We distinguish four types of melanoma: superficial, nodular, lentigo maligna and lenticular melanoma of the extremities. Each type has separate characteristics. Crucial pathological elements that are important for patient management and treatment decisions are: Breslow infiltration depth, primary tumor ulceration, Clark infiltration level, mitotic activity per mm2, tumor cell infiltration, lymphatic infiltration, perineural infiltration and regression. The infiltration or not of the regional lymph nodes, as well as the presence or absence of in-transit and/or satellite metastases, is also of significant prognostic value. The existence or not of systemic metastases has a decisive role for the prognosis of the disease.
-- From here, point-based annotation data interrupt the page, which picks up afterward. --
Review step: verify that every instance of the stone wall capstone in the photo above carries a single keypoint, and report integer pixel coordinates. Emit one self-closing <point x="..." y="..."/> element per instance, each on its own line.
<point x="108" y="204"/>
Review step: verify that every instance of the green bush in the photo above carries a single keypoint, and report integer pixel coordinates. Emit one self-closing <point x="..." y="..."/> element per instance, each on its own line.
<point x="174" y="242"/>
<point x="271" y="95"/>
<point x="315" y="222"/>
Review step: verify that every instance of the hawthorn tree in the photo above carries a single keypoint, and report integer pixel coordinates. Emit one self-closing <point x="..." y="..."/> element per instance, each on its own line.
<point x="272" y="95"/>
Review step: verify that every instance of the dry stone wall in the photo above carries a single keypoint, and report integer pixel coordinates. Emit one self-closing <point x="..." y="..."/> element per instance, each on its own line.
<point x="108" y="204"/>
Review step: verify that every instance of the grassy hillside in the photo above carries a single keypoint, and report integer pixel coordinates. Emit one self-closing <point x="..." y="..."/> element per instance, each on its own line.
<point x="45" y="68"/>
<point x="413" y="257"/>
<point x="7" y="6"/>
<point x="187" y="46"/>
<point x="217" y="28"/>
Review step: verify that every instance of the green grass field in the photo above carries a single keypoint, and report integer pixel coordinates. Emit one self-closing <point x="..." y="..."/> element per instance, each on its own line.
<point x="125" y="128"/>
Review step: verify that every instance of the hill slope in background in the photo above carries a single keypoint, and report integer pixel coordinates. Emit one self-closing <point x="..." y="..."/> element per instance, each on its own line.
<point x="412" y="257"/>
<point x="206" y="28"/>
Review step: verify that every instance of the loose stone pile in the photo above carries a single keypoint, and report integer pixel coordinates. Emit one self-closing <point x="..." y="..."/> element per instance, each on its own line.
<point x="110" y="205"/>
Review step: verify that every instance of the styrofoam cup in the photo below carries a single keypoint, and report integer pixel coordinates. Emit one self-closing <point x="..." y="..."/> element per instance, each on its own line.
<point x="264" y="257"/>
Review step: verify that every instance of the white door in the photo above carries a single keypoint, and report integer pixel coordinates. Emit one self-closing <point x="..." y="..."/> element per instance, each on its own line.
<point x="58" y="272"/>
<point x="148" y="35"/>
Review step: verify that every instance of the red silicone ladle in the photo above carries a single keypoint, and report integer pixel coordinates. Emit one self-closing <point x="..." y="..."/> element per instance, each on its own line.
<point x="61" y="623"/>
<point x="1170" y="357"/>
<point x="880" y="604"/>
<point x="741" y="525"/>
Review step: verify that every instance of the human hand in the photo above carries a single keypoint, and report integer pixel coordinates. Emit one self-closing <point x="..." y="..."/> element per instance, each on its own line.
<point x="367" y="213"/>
Prevention of melanoma is important. The following treatments can be applied to the manifestation of the disease: Surgery, chemotherapy, photodynamic therapy, immunotherapy, targeted therapy, and a combination of these.
THE ROAD TO MELANOMA: Melanocytes are derived from cells of the neural crest. Their migration to the skin, their growth, survival, and differentiation are controlled by the microphthalmia-associated transcription factor (MITF) with multiple signaling pathways and multiple target genes. Any disturbance in the expression levels and regulation of MITF function can trigger the development of melanoma.
Metastasis is a complex multiphase process. Melanoma due to the origin of the cells from the neural crest is resistant to adverse conditions during metastasis. It metastasizes using plasticity mechanisms related to the alternation of malignant properties such as proliferation, filtration and oncogenesis. The main mediator of these rotations is the MITF.
RECURRENT MELANOMA OF THE LIMBS: Recurrent limb melanoma in the form of in-transit and/or satellite metastases is a therapeutic challenge due to the high resistance it presents in the various treatment protocols. Hyperthermic diffusion of chemotherapeutic and biological agents into a vascularly isolated organ (HILP) is a recognized method of regional chemotherapy with particularly good results. The use of tumor necrosis factor alpha (TNFα) leads to increased vascular permeability of the tumor causing high penetration of the chemotherapeutic agent (Melphalan) and hemorrhagic tumor necrosis.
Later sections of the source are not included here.